Taken together, these findings suggest that people with personality disorders are at greater risk for perpetuating cycles of violence perpetration, whereas people with mood disorders are more predisposed to be a victim across the life span. In another perspective, we could argue that being a victim of violence in early life plays a role in developing a mood disorder and predisposes to revictimization. Regards to SSOPD, results are more ambiguous, so no comment can be made regarding any specific pathway or pattern of violence.

Although somehow in line with previous literature [8, 10, 11, 42, 45] future research comparing diagnoses, gender and age impact, including larger size samples and using more sophisticated methodological approaches are warranted.

Limitations

This study presents a number of limitations. The cross-sectional nature of the study design is a major limitation making impossible to confirm any causal association between the variables of interest.

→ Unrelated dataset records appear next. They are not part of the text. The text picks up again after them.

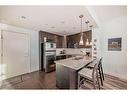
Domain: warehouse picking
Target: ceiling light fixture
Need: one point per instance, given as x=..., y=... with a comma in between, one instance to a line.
x=87, y=41
x=81, y=38
x=23, y=17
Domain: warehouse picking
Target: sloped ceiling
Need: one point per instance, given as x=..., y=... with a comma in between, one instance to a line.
x=63, y=20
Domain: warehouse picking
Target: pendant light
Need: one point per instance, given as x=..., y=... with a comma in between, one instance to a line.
x=81, y=38
x=87, y=41
x=91, y=30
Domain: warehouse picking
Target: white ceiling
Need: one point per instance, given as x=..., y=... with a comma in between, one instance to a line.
x=107, y=13
x=62, y=20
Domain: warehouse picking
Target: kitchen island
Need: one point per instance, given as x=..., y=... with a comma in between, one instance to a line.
x=67, y=71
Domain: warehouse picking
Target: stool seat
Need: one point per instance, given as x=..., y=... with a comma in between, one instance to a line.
x=85, y=72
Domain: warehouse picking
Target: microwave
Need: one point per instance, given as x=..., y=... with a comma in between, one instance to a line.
x=50, y=45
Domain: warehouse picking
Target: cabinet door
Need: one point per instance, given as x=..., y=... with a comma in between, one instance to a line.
x=59, y=41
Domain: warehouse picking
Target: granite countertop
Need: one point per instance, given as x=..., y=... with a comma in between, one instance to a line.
x=70, y=54
x=73, y=63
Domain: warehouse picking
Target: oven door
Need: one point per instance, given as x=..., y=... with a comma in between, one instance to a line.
x=50, y=65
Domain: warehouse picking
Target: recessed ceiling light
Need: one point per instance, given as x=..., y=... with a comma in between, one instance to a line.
x=23, y=17
x=63, y=22
x=74, y=27
x=52, y=27
x=46, y=24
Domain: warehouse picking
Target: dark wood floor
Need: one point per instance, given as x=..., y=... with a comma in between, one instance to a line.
x=41, y=80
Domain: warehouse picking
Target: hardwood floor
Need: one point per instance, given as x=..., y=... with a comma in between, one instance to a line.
x=41, y=80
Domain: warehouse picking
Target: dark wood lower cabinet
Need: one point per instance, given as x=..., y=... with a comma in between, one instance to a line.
x=66, y=78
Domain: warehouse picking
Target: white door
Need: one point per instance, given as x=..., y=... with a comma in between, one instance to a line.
x=0, y=55
x=16, y=59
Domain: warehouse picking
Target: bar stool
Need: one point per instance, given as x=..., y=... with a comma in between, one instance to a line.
x=100, y=69
x=87, y=75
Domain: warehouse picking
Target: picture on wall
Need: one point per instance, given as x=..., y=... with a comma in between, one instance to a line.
x=114, y=44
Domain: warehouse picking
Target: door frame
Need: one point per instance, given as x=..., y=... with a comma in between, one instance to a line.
x=29, y=48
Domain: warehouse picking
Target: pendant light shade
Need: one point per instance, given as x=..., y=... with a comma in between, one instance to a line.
x=91, y=43
x=81, y=41
x=87, y=42
x=81, y=38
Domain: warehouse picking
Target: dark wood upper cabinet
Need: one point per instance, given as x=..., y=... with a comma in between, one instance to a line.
x=73, y=39
x=52, y=38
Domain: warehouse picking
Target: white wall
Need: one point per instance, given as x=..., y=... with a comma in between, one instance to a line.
x=115, y=62
x=34, y=43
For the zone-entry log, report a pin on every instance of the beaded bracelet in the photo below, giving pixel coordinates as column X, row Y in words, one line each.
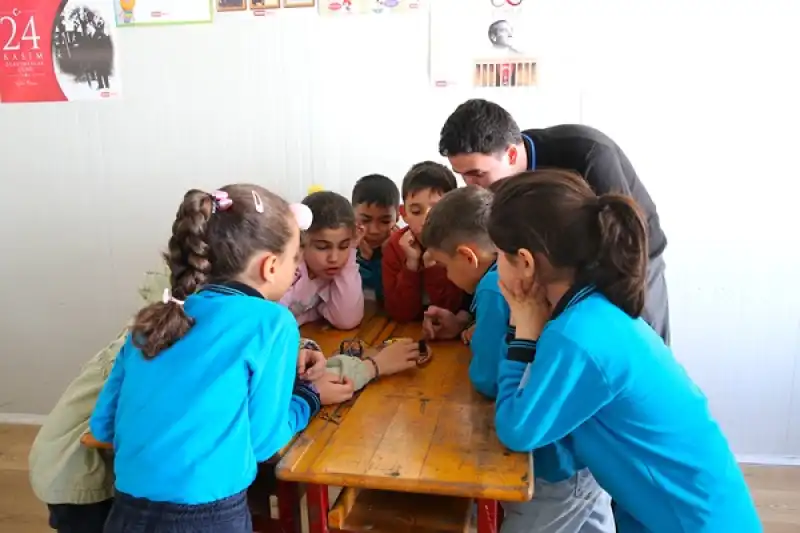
column 375, row 366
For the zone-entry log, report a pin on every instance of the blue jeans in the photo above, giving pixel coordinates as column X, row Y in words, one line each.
column 138, row 515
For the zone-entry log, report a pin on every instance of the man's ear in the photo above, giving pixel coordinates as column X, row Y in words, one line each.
column 469, row 254
column 513, row 154
column 269, row 267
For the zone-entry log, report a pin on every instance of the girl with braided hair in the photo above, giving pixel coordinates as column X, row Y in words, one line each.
column 208, row 382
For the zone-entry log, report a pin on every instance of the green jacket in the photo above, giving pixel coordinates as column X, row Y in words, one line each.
column 62, row 471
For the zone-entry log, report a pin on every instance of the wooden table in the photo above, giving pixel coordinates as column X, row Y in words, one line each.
column 425, row 431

As a matter of fact, we could not sustain that suffering from a SMI represents a condition favoring experiences of violence.

A second limitation is the relatively small sample size. Furthermore, most of participants belonged to the same ethnicity and socioeconomic class, so the chance of detecting any effects due to interethnic or social differences played a meaningful role was limited.

Thirdly, the study solely based on KIVS, a clinical interview, whose ratings was not compared with other measurements, such as self-report questionnaires. Higher rates in self-reported victimization and perpetration of violence have been shown in comparison to clinical interview [31], so, in this study, the participants’ ratings could depend on their openness to disclose their experiences to others, not on the truth of the facts.

Moreover, we did not perform an interrater reliability analysis of this clinician-administered interview, so we cannot exclude inhomogeneity in the ratings given by various clinicians. Finally, previous researches based on KIVS failed to consider issues of ethnic diversity since the instrument was administered to Sweden and Italian populations only; therefore, the findings reported cannot be generalized. Even if gender distribution across diagnoses reflects that reported in the literature, this finding could affect results.

Furthermore, we conducted the research in an inpatients psychiatric unit, so that the findings reported cannot be generalized to other clinical or outpatient samples likely affected by less severe disorders. Circumstances related to hospital admission may have rekindled memories of past experiences of violence, above all in early life, and may have influenced the patients’ report.

Conclusions

This study offers a better understanding of how gender and age could affect violent behaviours. Moreover, our findings may increase the comprehension of the reason why some mental disorders, compared to others, are more associated with the risk of victimization (i.e., mood disorders) or perpetration of violence (i.e., personality disorders). These patterns could have pathophysiological or pathoplastic meaning addressing clinical and diagnostic trajectories and they could interact with other intervening risk factors.